The cooking was done by Bruce Tarleton’s grandmother and other ladies who assisted her in the preparation of meals in the industrial kitchen just off the meeting room.

My friend and life-long mentor, Bob Newton, with fussy W. L. Love, in tow,  – took me with them, to a Rotary meeting not long after being hired as the “Printer’s Devil,” at the Eagle.  It was the summer of my 7th grade year at the old Junior High where the U.S. Post Office now sits. 

We walked from the Eagle down the hill at Main to the yellow-bricked YMCA. While I was as scared of Mr. Love as an Alaskan Brown Bear or any American Grizzle, he was the life of the party and quite a jokester at the Rotary Club meeting. I saw immediately why he loved the Rotary Club.

Rotary first came to Warren from the El Dorado club, venturing out to sponsor a like organization in a suitable city – Warren was the El Dorado club’s choice. The first meetings were held in the First United Methodist Church fellowship hall, but later transferred to the YMCA, possibly after the new Y was built following the 1940s fire which leveled the old wood structure.

I have ventured back a few times over the years to Warren to attend Rotary Club meetings. The last time the club was in the First United Methodist Fellowship Hall.  John Frazer gave me one of the best introductions imaginable and the club was vibrant as always. I was amazed after my own stints at Rotary Clubs in McGehee, Wynne, Blytheville, and Mountain Home, how many women were in the club.

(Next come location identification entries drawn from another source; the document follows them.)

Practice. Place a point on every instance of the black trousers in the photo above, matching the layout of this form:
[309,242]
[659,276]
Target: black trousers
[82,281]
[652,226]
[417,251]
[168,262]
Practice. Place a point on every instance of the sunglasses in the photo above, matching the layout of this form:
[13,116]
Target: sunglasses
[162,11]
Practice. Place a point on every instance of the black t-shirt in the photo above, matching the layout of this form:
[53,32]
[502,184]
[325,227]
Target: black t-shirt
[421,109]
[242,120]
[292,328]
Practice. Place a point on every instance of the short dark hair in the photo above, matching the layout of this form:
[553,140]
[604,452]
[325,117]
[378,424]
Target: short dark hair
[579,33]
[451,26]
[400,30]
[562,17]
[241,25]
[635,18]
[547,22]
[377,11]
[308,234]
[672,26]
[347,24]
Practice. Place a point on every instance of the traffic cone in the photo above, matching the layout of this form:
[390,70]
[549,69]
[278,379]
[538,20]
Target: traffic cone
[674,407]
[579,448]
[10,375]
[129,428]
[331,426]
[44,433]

And how well the Rotary Club meetings were attended. I have followed the Rotary Club and the Warren Lions Club over the years. These clubs were two of the four main sponsors for Pee Wee YMCA football and baseball back in the day. Rotary wore green jerseys; Lions wore gold/yellow, the Bradley team wore red and the Southern wore dark blue jerseys. Each had two white stripes on the sleeves and white numbers.

Following back to a recent find in the Dickson Street Bookseller’s Shop, I found in a 1954-1955 Arkansas Almanac. (photo). This bi-annual publication, which later stepped up to a yearly publication in the 1960s, was an information treasure-trove. The 1954 issue had, of course, no mention of the Pink Tomato Festival, which began soon after.

Here are the trinkets I mined about civic clubs in Warren in that era.

There was the Rotary Club, meeting at 12 noon each Tuesday at the YMCA.

A  Lion International Club met at the Corral at 7:30 p.m. each Tuesday. The late Harry Lee (Buddy” McCaskill, was a beloved officer of the Lions Club. So was the late and still beloved pharmacist and owner of Gannaway Drugs, Hal Gibbs.  I can always recall each year Mr. Gibbs selling more straw brooms in the Lion’s Annual sale to aid the Lion’s No. 1 program – helping the visually impaired.

A Kiwanis Club met each Tuesday noon at the Corral. I am struggling to remember who was a Kiwanis Club member back then?

There was later on,  an Optimist Club, my uncle Lonnie Brown was a member along James Anders, Sgt. Bill Watson of the State Police, Captain Jimmy Lowman and several others in and around area law enforcement. They formed a boxing club and there will be more about that in a future Pastime.

The population of Warren was 6,905 in 1954-55; later on it would rise to above 7,000 and then decline. There were 15,987 people in Bradley County in the 1950 U.S. Census, down from 18,097 in 1940.

Bradley County boasted 1,405 individual farm steads in 1950, 213 of these farms had a working telephone and 874 had electricity.

But even with a small town, having a rich history of civic clubs and pride is a Pastime of Warren one should never forget.